Fitzroy is Melbourne’s oldest suburb, and consequently, one that many communities feel connected to. Walk any of the main streets – Smith, Gertrude, Brunswick or Johnston – and you’ll see a suburb struggling with its identity. Tattooed 20-somethings sail by on skateboards; downsizing Baby Boomers sip coffee on the footpaths; and newly arrived African migrants walk their kids to school. Many backpackers and interstate arrivals also find their first share houses here.
In its earliest days the area was working class. Most of the small terrace houses from that era remain, alongside pubs such as the Rose, Napier, Union Club, Rainbow and Labour in Vain. The backstreets often have a quaint feel. That is, until you stumble on a massive piece from one of the many graffiti artists who paint in the area.

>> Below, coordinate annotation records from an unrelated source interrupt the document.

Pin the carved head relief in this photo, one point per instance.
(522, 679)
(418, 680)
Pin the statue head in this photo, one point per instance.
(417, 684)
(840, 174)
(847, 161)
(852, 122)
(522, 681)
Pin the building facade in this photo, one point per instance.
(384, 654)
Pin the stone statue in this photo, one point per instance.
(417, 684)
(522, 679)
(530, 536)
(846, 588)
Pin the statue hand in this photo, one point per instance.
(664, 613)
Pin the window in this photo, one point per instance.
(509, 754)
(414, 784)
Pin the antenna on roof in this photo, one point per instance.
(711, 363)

Zoom out and skyline is dominated by four Housing Commission towers built in the 1960s, though upscale restaurants and designer boutiques have gradually surrounded them. Right now, there really is no better place to take the pulse of Melbourne’s dining and fashion scenes.
This is a relatively new development, but the area has had a strong bohemian population since at least the ’60s. Even with gentrification and escalating property prices, second-hand shops, live music, independent galleries, artist studios and community theatre shows remain a fixture.